Hai mai ballato sotto la pioggia?

Ma mi avete guardato bene?

Esiste un libro che avresti voluto scrivere tu?

Moltissimi. Tutti i libri di Julio Cortazar, per esempio. E di certo c’è un film che avrei voluto dirigere: Blade Runner.

La tua canzone preferita è…?

Ho circa cento canzoni preferite. E tutte sono la più bella del mondo. Le prime che mi vengono in mente sono: Haja o que houver dei Madredeus, I’m on fire di Springsteen, Anime salve di De Andrè e Una notte in Italia di Fossati. Un allegrone, insomma.

Che rapporto hai con la televisione?

Sovente contronatura. Nel senso che in genere la guardo facendo altro: cucinando o leggendo. Ma non mi perdo né le partite di calcio né – ahimé – Masterchef.

E con il cinema?

Ottimo. Ma ultimamente vado poco al cinema e preferisco rivedere i miei registi preferiti: Bergman, Bunuel, Truffaut e soprattutto quel genio di John Ford. Si può dire che sono un fan di John Wayne?

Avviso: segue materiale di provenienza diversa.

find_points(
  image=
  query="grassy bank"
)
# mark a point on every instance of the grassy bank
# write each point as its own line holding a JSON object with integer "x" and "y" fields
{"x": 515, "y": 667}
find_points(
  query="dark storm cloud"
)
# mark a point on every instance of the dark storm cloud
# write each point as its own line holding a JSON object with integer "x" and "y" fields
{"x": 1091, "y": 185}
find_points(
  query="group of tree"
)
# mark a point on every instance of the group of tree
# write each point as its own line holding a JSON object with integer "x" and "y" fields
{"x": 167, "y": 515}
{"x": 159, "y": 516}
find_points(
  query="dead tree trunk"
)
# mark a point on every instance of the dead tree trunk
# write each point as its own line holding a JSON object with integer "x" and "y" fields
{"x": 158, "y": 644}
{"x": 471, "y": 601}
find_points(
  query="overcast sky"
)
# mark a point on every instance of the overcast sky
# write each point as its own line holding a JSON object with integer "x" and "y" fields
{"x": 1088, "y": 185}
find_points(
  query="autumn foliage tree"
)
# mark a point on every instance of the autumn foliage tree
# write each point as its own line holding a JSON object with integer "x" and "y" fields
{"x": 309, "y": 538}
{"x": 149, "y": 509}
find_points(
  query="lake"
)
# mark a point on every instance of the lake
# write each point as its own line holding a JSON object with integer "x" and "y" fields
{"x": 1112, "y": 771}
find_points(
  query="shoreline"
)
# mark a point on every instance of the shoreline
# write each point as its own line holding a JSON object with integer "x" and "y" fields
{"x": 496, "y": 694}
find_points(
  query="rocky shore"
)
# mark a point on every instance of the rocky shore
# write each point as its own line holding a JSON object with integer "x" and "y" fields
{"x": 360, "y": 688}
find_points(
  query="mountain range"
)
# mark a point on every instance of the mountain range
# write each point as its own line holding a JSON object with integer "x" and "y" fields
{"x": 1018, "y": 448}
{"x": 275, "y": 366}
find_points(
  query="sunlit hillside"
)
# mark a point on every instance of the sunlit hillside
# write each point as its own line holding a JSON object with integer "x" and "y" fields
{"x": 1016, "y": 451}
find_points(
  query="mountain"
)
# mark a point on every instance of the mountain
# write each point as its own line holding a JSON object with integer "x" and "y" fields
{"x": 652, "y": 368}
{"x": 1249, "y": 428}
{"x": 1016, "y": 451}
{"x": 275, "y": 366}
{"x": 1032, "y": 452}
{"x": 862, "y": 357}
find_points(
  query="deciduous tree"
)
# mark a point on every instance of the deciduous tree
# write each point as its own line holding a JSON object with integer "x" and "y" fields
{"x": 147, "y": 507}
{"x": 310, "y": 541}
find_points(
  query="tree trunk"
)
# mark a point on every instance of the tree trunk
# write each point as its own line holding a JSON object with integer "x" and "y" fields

L’ultima grande scoperta sono i film di Hayao Miyazaki.

Hai mai parlato al telefono per più di due ore?

Sono grato al destino che me lo ha evitato. E spero di conservami vergine d’orecchie.

Ti piacciono i proverbi? Ne usi uno più spesso?

Nei miei ultimi libri c’è un personaggio che ne fa un largo uso. Io personalmente amo le citazioni e gli aforismi. Sono comodi: talvolta dicono meglio di te quello che hai in mente. E ti ricordano che c’è sempre qualcuno più bravo di te.

Hai tre righe per dire quello che vuoi a chi vuoi tu. Ti va di usarle?

Direi a tutti – me per primo – la stessa cosa: fai sempre del tuo meglio.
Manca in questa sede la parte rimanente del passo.